Gold by Whores

Release date: October 1, 2016
Label: Brutal Panda Records

Whores. are a band from Georgia, Atlanta who have recently released their first record, Gold.

I should preface this review. I am an enormous music gear snob; I love old guitar heads, effects, and dirt pedals. I’ve discovered Whores. due to a weird amplifier Facebook group I’m on, which is basically a bunch of people who are as anal about amp heads and effects as those weird audiophiles that spend £10,000 on hifi are about their “rig”; so a three piece band which is basically about banging their own signature fuzz circuit through a couple of old Marshall JMPs as loud and mean as possible is going to win my attention and affection.

This is furious noise rock that veers between a slow, sludgy Torche style and frenetic blasts of metallic punk that wouldn’t be out of place on an old Motörhead record. It’s rock stripped down to the bare essentials – the arrangement sticks to traditional structures, and there is very little complex instrumentation. Math rock this ain’t. However, that doesn’t matter, because if you like that Kowloon Walled City-vibe of “as simple and as heavy as possible”, then this record is a killer – writing songs this simple that have good hooks that stick is a much bigger challenge than writing meandering prog or post-rock, in my opinion.
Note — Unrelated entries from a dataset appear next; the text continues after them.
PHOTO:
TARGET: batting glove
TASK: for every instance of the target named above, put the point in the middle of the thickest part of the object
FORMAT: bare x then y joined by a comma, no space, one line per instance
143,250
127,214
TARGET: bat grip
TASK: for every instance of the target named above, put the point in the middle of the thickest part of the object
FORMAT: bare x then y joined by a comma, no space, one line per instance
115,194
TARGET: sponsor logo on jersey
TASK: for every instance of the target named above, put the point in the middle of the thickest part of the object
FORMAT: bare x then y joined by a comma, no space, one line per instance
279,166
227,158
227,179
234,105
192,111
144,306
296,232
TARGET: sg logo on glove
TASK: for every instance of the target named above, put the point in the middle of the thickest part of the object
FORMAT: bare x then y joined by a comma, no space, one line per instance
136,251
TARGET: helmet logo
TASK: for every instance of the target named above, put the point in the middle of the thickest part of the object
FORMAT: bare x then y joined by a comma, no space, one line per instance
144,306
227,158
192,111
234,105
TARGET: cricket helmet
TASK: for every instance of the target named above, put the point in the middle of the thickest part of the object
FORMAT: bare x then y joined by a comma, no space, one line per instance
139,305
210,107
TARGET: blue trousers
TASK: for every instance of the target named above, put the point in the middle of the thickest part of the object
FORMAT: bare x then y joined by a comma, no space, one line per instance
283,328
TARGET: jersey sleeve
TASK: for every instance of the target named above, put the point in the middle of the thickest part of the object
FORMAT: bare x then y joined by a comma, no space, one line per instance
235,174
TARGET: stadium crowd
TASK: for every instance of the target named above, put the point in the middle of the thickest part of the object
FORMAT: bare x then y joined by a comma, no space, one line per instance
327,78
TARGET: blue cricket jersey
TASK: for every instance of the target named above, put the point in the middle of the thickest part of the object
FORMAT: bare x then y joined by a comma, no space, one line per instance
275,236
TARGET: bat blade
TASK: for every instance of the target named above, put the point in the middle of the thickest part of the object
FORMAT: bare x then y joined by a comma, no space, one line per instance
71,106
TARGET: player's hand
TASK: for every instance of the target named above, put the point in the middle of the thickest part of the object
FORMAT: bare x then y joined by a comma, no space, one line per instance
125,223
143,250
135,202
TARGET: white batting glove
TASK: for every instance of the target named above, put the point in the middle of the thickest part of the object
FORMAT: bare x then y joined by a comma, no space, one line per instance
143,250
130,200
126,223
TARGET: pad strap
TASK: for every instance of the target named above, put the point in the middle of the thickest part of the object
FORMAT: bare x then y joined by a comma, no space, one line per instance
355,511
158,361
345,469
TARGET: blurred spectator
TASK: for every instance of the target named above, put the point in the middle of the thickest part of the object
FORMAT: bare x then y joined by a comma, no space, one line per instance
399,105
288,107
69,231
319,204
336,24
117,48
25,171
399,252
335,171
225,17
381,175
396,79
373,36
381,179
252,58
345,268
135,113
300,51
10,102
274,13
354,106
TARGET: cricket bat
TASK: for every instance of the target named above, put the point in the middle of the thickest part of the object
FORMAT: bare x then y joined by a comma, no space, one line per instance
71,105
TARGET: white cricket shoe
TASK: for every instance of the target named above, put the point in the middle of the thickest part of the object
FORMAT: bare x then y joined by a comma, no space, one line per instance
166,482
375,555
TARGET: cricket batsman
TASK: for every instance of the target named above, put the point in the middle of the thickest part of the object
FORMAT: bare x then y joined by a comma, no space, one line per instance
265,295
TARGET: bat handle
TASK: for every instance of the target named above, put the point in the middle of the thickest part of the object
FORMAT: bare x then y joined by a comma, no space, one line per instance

The opening track roars into life with the lyric “Where’s the money? / Where’s the fame? / I was told by now they’d know my name!” and the album continues in that vein – dealing with frustrations of being an almost-made-it, almost-made-it! band that’s been going a good few years now and recently starting to gather some buzz, but buzz doesn’t pay the bills. Actually, at this point, even getting signed to a major doesn’t really pay the bills.

My only minor niggle would be that I like the production on their earlier EP Clean a bit better, especially the space given to the vocals and furious octave’d guitar in what I consider their standout track, ‘I Am An Amateur At Everything’, but I think that’s just personal preference – the tracks on the new record can sometimes seem like a lot of heavily distorted stuff is occupying the same space. However, the production being crowded, filthy, and aggressive seems like something the band were deliberately going for.

This record came out late last year – this extremely late review being one of the casualties of my trying to get through all the good stuff that came out last year – and was one of my contenders for AOTY 2016. Coming off a US tour with Red Fang and Torche last year and a European tour with Big Business this year. I’m looking forward to seeing them to see if they live up to the records. All in all, I highly recommend a listen of both the album and their back catalogue of EPs.